Wednesday, November 12, 2008

Fearmongering in the natural medicine blogosphere

If you peruse my personal blog, you'll probably find that I have a fairly open minded view of alternative medicine. A couple of times, I've taken MD bloggers over at scienceblogs to task over their applications of logical fallacies to arguments against alternative medicines. Unfortunately, logical fallacies, fearmongering, and conspiracy theory are too common in the natural medicines blogosphere. One site has commented about the recent JUPITER study (where rosuvastatin/Crestor(r) was shown to cut cardiovascular events even in people with normal LDL/HDL cholesterol) that (somebody?) was going to force everybody to take statins whether they are healthy are not. This commentary serves nobody, including the consumers of natural or alternative medicine modalities, and is so ridiculous that a moment's thought ought to dismiss the whole commentary.

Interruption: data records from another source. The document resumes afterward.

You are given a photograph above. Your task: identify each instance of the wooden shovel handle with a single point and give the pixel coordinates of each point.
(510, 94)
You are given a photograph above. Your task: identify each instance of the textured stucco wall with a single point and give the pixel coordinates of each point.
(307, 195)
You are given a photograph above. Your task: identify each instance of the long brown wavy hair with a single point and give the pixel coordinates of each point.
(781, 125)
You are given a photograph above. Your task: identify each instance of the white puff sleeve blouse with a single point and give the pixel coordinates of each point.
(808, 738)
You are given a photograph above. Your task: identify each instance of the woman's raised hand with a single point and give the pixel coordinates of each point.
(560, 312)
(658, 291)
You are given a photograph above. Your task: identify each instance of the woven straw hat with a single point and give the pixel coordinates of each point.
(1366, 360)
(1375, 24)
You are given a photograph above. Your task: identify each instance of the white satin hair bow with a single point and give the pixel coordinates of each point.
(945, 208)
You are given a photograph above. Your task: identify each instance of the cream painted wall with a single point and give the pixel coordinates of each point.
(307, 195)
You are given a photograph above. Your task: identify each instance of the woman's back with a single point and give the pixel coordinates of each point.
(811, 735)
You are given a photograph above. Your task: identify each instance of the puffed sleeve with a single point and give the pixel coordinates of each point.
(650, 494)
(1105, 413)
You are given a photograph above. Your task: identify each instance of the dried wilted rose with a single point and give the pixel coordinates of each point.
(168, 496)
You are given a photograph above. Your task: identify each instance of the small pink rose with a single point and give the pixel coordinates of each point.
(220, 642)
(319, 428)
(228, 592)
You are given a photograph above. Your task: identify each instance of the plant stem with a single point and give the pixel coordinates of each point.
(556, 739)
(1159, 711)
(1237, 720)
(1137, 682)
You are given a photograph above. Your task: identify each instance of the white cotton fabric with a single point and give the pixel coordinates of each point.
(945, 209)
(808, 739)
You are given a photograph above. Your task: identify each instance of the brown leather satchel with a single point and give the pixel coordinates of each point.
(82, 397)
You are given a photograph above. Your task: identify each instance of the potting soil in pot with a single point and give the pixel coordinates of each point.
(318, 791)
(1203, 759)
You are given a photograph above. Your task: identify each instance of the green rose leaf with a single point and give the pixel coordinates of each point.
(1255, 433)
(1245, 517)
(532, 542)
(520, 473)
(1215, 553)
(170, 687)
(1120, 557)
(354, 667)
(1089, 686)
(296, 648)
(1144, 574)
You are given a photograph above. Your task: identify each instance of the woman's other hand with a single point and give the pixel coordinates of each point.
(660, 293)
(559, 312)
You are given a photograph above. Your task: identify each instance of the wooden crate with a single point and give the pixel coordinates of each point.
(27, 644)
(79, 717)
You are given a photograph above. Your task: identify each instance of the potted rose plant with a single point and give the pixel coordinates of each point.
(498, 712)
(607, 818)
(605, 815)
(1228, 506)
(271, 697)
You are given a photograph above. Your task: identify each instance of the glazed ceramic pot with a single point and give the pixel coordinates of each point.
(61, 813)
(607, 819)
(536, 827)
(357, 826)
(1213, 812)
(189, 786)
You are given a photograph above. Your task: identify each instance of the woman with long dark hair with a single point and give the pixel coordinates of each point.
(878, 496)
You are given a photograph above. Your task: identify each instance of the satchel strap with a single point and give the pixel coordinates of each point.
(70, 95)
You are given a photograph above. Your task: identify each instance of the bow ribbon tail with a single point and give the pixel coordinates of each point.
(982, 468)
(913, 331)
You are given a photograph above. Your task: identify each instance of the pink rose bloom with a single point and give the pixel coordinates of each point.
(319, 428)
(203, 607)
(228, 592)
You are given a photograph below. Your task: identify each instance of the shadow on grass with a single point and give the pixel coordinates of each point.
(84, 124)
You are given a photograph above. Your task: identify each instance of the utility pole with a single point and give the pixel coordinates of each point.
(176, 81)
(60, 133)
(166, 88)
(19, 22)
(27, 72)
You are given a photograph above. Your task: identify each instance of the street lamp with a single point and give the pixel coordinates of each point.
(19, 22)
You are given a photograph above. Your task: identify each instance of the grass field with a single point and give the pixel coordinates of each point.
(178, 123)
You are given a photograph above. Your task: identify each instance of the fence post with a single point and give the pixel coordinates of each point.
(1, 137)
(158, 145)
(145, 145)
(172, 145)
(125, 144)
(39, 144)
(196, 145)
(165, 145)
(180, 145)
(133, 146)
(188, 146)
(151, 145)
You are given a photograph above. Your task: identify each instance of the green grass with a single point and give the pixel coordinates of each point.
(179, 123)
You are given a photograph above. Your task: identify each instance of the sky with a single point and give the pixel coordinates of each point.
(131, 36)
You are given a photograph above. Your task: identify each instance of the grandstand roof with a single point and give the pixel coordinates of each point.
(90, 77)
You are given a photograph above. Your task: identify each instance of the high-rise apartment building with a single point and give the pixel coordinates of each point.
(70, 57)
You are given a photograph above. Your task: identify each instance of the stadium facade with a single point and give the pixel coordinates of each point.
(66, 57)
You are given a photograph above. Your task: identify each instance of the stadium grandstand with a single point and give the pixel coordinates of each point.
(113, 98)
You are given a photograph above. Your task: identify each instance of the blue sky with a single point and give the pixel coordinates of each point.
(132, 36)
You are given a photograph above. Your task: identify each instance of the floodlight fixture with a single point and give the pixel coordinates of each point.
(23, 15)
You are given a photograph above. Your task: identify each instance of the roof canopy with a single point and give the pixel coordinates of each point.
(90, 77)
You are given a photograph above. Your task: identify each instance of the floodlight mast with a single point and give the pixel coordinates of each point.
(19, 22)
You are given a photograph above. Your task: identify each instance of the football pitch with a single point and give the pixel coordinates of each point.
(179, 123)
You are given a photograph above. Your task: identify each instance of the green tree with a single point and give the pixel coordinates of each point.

What questions are raised by the study concern whether the cholesterol levels are enough, or whether inflammation (as measured by C-reactive protein) ought to be considered as well when assessing the risk of heart disease. Another question is whether this effect is common to all statins, or shows up in particular statins. (Could generic simvastatin create the same effect.) A third question is whether the cost is worth the benefit, as the NNT for 1.9 years of treatment (to prevent a cardiac event) is on the order of 120 people. In short, more questions are raised by the JUPITER study than are answered, and public policy toward the consumption of statins is unlikely to change based on this one study.

Update: a newly released study about Lipitor suggests kidney function may be involved, so far at the "association," but not "causation," level.

Edits: some grammar mistakes and clarifications.